Vincent Van Gogh never set foot outside the town of Bort-les-Orgues, France, and his mother painted all of his best things. The famous mailed decapitated ear was a figment of the public-relations firm engaged by Van Gogh’s dealer—himself not an imaginative person. Actually, Van Gogh never had a mistress, and took both of his ears to the grave. Indeed, the only reason that the outsized woolen cap his mother made him wear never slipped completely down over his eyes was that his ears were always so large and firmly attached. Henever had any moods, incidentally, to speak of.

Romulus and Remus were no more suckled by a wolf than you and I and Henry Steele Commager were. They were suckered on a wharf.

Then I snapped back out of italics and started to think: “History, wait a minute. You owe me more than that.”I can understand why historians resist being doomed to repeat themselves, but why don’t they try making historical figures more numinous, instead of less? That’s what the average person would do, if he or she had the chance to be a historian.

Millard Fillmore. If the truth be told, Fillmore would roll into the Oval Office about 9:45 in the morning after being up half the night playing Whigs and Masons with Henry Clay. Whigs and Masons was a wrestling game. It is said—even if not by historians—that Fillmore would summon Alex H. H. Stuart, his Secretary of the Interior1, to tie his (Fillmore’s) right foot to his (again, Fillmore’s) left arm and then he (yes, Fillmore) would still throw Clay four times in five. Of Whigs and Masons, Fillmore was the Magic Johnson.

But after getting into the office a couple of hours behind everybody else—and you know the secretaries are all grumbling because why should they be at their desks hitting it bright and early when the President was out till all hours horsing around—Fillmore would immediately put everyone in a dynamic, progressive frame of mind by telling how he bested legendary riverman Mike Fink in a gator-cowing contest. (Fillmore, in only a breechclout, once cowed a 1,200pound gator just by going “Well?” at it. This has been documented.)

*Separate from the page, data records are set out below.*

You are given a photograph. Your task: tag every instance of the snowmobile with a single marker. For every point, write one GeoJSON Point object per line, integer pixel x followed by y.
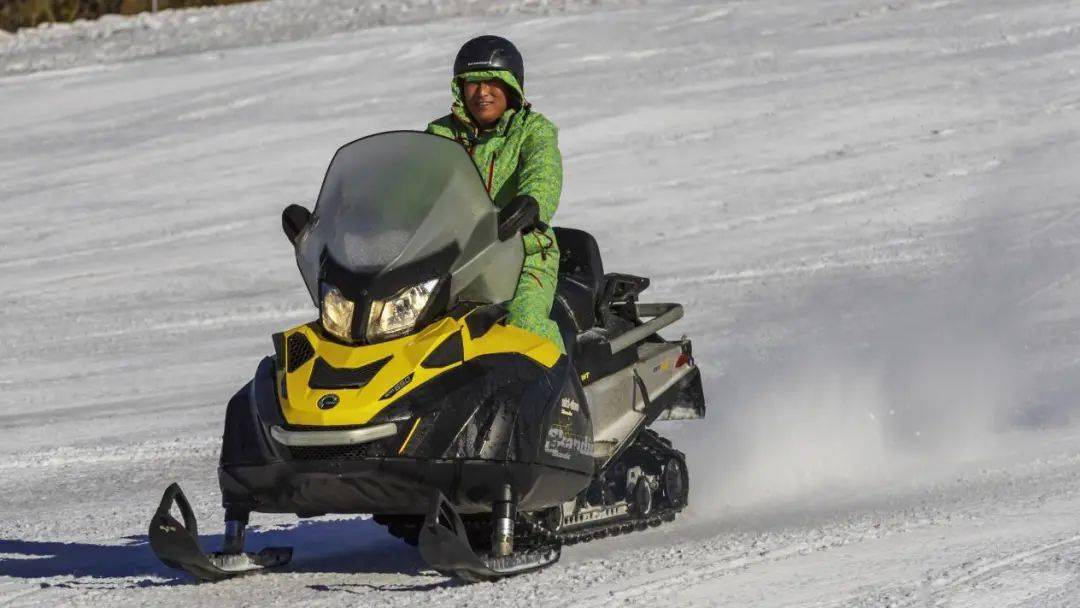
{"type": "Point", "coordinates": [410, 399]}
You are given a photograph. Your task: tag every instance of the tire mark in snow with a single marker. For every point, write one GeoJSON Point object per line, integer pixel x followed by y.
{"type": "Point", "coordinates": [941, 584]}
{"type": "Point", "coordinates": [97, 455]}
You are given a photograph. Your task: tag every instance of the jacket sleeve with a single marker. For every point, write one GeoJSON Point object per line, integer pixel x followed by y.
{"type": "Point", "coordinates": [541, 167]}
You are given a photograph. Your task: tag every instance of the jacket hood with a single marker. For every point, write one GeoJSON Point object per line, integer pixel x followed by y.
{"type": "Point", "coordinates": [461, 113]}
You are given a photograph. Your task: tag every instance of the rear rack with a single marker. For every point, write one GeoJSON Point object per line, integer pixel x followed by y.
{"type": "Point", "coordinates": [662, 315]}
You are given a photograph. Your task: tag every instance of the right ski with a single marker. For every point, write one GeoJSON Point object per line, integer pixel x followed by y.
{"type": "Point", "coordinates": [177, 545]}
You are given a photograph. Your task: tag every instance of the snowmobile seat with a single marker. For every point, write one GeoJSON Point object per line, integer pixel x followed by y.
{"type": "Point", "coordinates": [580, 280]}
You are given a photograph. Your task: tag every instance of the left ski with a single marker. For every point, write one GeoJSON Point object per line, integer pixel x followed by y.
{"type": "Point", "coordinates": [177, 545]}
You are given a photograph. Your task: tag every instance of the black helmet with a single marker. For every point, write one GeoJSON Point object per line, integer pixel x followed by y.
{"type": "Point", "coordinates": [489, 53]}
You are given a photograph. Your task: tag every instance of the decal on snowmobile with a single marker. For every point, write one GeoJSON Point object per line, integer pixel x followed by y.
{"type": "Point", "coordinates": [563, 445]}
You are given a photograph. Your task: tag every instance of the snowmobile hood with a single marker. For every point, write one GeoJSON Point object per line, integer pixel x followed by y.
{"type": "Point", "coordinates": [461, 113]}
{"type": "Point", "coordinates": [364, 381]}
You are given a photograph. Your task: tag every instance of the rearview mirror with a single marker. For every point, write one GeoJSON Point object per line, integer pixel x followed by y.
{"type": "Point", "coordinates": [520, 214]}
{"type": "Point", "coordinates": [294, 219]}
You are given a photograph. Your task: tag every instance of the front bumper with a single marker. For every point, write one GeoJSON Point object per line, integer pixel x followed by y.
{"type": "Point", "coordinates": [268, 467]}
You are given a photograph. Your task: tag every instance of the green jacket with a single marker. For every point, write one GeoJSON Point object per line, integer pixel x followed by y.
{"type": "Point", "coordinates": [520, 156]}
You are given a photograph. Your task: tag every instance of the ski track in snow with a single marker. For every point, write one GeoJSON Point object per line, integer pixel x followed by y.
{"type": "Point", "coordinates": [868, 208]}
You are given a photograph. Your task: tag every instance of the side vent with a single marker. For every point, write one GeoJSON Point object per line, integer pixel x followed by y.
{"type": "Point", "coordinates": [447, 353]}
{"type": "Point", "coordinates": [298, 352]}
{"type": "Point", "coordinates": [325, 376]}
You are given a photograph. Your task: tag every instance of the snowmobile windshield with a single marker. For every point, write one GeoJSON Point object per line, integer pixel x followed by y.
{"type": "Point", "coordinates": [397, 210]}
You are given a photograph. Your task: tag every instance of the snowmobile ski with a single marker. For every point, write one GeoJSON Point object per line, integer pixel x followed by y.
{"type": "Point", "coordinates": [444, 544]}
{"type": "Point", "coordinates": [177, 545]}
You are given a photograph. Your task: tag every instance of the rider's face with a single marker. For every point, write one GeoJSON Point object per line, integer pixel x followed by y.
{"type": "Point", "coordinates": [486, 100]}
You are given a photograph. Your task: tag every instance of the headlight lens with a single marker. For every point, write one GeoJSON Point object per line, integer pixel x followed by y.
{"type": "Point", "coordinates": [399, 314]}
{"type": "Point", "coordinates": [337, 313]}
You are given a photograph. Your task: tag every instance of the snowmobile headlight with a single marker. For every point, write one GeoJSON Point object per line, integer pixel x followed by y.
{"type": "Point", "coordinates": [337, 313]}
{"type": "Point", "coordinates": [399, 314]}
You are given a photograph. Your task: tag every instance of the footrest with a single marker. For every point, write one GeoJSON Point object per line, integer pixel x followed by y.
{"type": "Point", "coordinates": [445, 546]}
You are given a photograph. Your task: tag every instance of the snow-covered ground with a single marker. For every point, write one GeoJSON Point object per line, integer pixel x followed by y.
{"type": "Point", "coordinates": [871, 210]}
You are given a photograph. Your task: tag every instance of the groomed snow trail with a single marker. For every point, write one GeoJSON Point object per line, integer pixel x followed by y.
{"type": "Point", "coordinates": [869, 211]}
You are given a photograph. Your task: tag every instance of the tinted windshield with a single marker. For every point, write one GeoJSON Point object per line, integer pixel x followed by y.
{"type": "Point", "coordinates": [392, 199]}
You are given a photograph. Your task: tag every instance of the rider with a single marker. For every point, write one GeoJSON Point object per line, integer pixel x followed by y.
{"type": "Point", "coordinates": [516, 150]}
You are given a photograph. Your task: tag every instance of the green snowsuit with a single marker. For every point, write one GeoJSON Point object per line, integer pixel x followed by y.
{"type": "Point", "coordinates": [518, 156]}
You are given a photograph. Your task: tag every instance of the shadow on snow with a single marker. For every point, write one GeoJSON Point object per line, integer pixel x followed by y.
{"type": "Point", "coordinates": [345, 546]}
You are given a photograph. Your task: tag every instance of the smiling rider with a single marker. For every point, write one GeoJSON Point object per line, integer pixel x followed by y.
{"type": "Point", "coordinates": [516, 150]}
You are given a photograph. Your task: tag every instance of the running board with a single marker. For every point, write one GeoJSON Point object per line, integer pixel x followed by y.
{"type": "Point", "coordinates": [177, 545]}
{"type": "Point", "coordinates": [445, 546]}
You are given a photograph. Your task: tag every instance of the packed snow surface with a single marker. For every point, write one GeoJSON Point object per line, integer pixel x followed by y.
{"type": "Point", "coordinates": [871, 211]}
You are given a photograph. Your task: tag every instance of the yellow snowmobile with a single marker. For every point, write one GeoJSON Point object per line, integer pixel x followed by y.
{"type": "Point", "coordinates": [410, 399]}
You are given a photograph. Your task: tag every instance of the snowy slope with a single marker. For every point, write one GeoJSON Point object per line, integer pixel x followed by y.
{"type": "Point", "coordinates": [871, 211]}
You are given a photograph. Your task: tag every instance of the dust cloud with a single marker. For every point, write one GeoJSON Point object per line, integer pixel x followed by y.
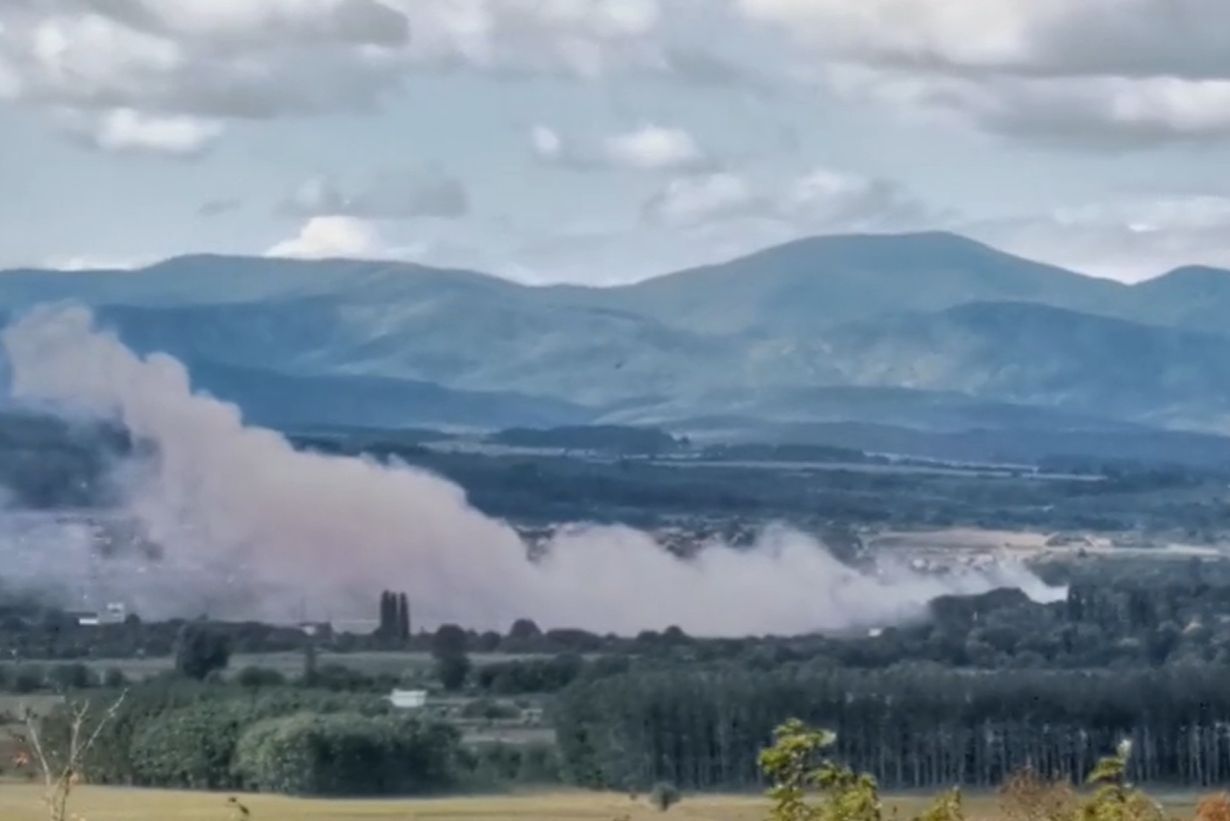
{"type": "Point", "coordinates": [249, 527]}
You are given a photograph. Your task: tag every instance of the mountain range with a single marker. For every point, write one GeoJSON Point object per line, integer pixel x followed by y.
{"type": "Point", "coordinates": [929, 331]}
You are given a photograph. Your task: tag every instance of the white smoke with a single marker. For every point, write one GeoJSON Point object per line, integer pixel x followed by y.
{"type": "Point", "coordinates": [252, 527]}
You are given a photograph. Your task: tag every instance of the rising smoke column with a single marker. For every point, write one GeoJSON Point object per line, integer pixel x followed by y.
{"type": "Point", "coordinates": [252, 527]}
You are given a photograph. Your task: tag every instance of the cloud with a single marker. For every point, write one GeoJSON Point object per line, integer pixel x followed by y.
{"type": "Point", "coordinates": [546, 143]}
{"type": "Point", "coordinates": [245, 59]}
{"type": "Point", "coordinates": [220, 206]}
{"type": "Point", "coordinates": [653, 148]}
{"type": "Point", "coordinates": [1106, 72]}
{"type": "Point", "coordinates": [646, 148]}
{"type": "Point", "coordinates": [331, 236]}
{"type": "Point", "coordinates": [391, 195]}
{"type": "Point", "coordinates": [1129, 239]}
{"type": "Point", "coordinates": [124, 129]}
{"type": "Point", "coordinates": [819, 201]}
{"type": "Point", "coordinates": [702, 198]}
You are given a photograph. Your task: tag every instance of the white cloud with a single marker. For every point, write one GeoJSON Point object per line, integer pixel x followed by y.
{"type": "Point", "coordinates": [331, 236]}
{"type": "Point", "coordinates": [695, 200]}
{"type": "Point", "coordinates": [225, 59]}
{"type": "Point", "coordinates": [1129, 239]}
{"type": "Point", "coordinates": [96, 262]}
{"type": "Point", "coordinates": [124, 129]}
{"type": "Point", "coordinates": [833, 201]}
{"type": "Point", "coordinates": [653, 148]}
{"type": "Point", "coordinates": [546, 143]}
{"type": "Point", "coordinates": [646, 148]}
{"type": "Point", "coordinates": [822, 201]}
{"type": "Point", "coordinates": [389, 195]}
{"type": "Point", "coordinates": [1129, 72]}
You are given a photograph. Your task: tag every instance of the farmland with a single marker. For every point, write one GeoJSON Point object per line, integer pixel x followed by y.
{"type": "Point", "coordinates": [21, 803]}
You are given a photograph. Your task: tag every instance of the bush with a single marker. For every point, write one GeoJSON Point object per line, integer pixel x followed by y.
{"type": "Point", "coordinates": [495, 764]}
{"type": "Point", "coordinates": [484, 708]}
{"type": "Point", "coordinates": [115, 678]}
{"type": "Point", "coordinates": [201, 650]}
{"type": "Point", "coordinates": [342, 678]}
{"type": "Point", "coordinates": [75, 676]}
{"type": "Point", "coordinates": [453, 671]}
{"type": "Point", "coordinates": [28, 678]}
{"type": "Point", "coordinates": [260, 677]}
{"type": "Point", "coordinates": [190, 747]}
{"type": "Point", "coordinates": [664, 795]}
{"type": "Point", "coordinates": [346, 755]}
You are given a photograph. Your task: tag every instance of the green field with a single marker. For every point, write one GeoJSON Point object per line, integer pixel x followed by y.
{"type": "Point", "coordinates": [21, 803]}
{"type": "Point", "coordinates": [292, 662]}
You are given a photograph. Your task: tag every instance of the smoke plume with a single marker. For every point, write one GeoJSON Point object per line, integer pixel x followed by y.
{"type": "Point", "coordinates": [251, 527]}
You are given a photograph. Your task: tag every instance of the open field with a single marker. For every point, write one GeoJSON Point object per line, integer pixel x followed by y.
{"type": "Point", "coordinates": [21, 803]}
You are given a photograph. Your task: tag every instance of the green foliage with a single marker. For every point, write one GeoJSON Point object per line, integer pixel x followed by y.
{"type": "Point", "coordinates": [75, 676]}
{"type": "Point", "coordinates": [493, 764]}
{"type": "Point", "coordinates": [201, 650]}
{"type": "Point", "coordinates": [346, 755]}
{"type": "Point", "coordinates": [664, 795]}
{"type": "Point", "coordinates": [453, 671]}
{"type": "Point", "coordinates": [190, 747]}
{"type": "Point", "coordinates": [795, 769]}
{"type": "Point", "coordinates": [1113, 799]}
{"type": "Point", "coordinates": [530, 675]}
{"type": "Point", "coordinates": [260, 677]}
{"type": "Point", "coordinates": [947, 806]}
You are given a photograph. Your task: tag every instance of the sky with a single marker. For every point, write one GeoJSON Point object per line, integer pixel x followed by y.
{"type": "Point", "coordinates": [608, 140]}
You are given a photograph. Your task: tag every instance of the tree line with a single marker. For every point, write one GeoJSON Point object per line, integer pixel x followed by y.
{"type": "Point", "coordinates": [914, 726]}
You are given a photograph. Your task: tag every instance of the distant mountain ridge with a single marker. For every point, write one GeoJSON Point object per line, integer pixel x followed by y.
{"type": "Point", "coordinates": [817, 330]}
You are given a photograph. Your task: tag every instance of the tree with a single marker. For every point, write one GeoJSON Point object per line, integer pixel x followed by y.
{"type": "Point", "coordinates": [60, 763]}
{"type": "Point", "coordinates": [664, 795]}
{"type": "Point", "coordinates": [449, 649]}
{"type": "Point", "coordinates": [402, 617]}
{"type": "Point", "coordinates": [1113, 798]}
{"type": "Point", "coordinates": [792, 767]}
{"type": "Point", "coordinates": [199, 650]}
{"type": "Point", "coordinates": [453, 671]}
{"type": "Point", "coordinates": [524, 630]}
{"type": "Point", "coordinates": [449, 640]}
{"type": "Point", "coordinates": [388, 614]}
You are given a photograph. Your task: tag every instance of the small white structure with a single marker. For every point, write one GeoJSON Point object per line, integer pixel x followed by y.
{"type": "Point", "coordinates": [408, 699]}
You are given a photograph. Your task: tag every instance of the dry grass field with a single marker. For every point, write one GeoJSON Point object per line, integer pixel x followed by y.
{"type": "Point", "coordinates": [21, 803]}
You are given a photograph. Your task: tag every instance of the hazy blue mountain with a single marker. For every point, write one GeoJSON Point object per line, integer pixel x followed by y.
{"type": "Point", "coordinates": [924, 330]}
{"type": "Point", "coordinates": [1046, 356]}
{"type": "Point", "coordinates": [827, 281]}
{"type": "Point", "coordinates": [288, 401]}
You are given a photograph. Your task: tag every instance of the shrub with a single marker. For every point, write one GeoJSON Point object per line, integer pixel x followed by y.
{"type": "Point", "coordinates": [260, 677]}
{"type": "Point", "coordinates": [115, 678]}
{"type": "Point", "coordinates": [664, 795]}
{"type": "Point", "coordinates": [201, 650]}
{"type": "Point", "coordinates": [1027, 796]}
{"type": "Point", "coordinates": [28, 678]}
{"type": "Point", "coordinates": [346, 755]}
{"type": "Point", "coordinates": [75, 676]}
{"type": "Point", "coordinates": [190, 747]}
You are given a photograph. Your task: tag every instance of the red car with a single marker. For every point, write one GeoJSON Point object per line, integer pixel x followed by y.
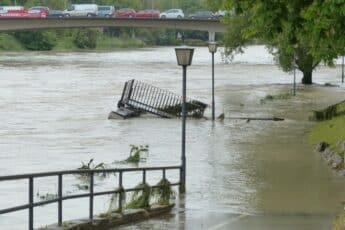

Then Fillmore would make a statement of national purpose so clearly put and deeply felt that all those who heard him, however small their roles in the government’s workings, felt lifted and involved: this, Fillmore’s listeners felt, is why we must hold our great plural union together, and never let it succumb to meanness or fixed ideas. And “here,”the White House staff and any average citizens on hand would reflect, “is one who is larger than we, yet one of us.”

At which juncture Clay might pop in, tousled from the night before. (No matter what he had been up to, Fillmore always arrived for business looking cleaner than the Board of Health.) Fillmore would wink at Clay’s stout, scuffed Kentucky brogans and lighten the moment with a remark about “feet of Clay,” which Clay himself—being possessed of a firm yet unoppressive sense of his own authenticity—would take in good spirits.

Another thing about Fillmore, he never secretly taped his telephone conversations. □

  1. Ironically enough quite an extrovert, Stuart was a real pistol in his own right whose mother, a seeress, had imparted unto him the power literally to contain multitudes. It is from his middle initials alone that we derive not only Hubert Humphrey and Herbert Hoover but also Horace Heidt.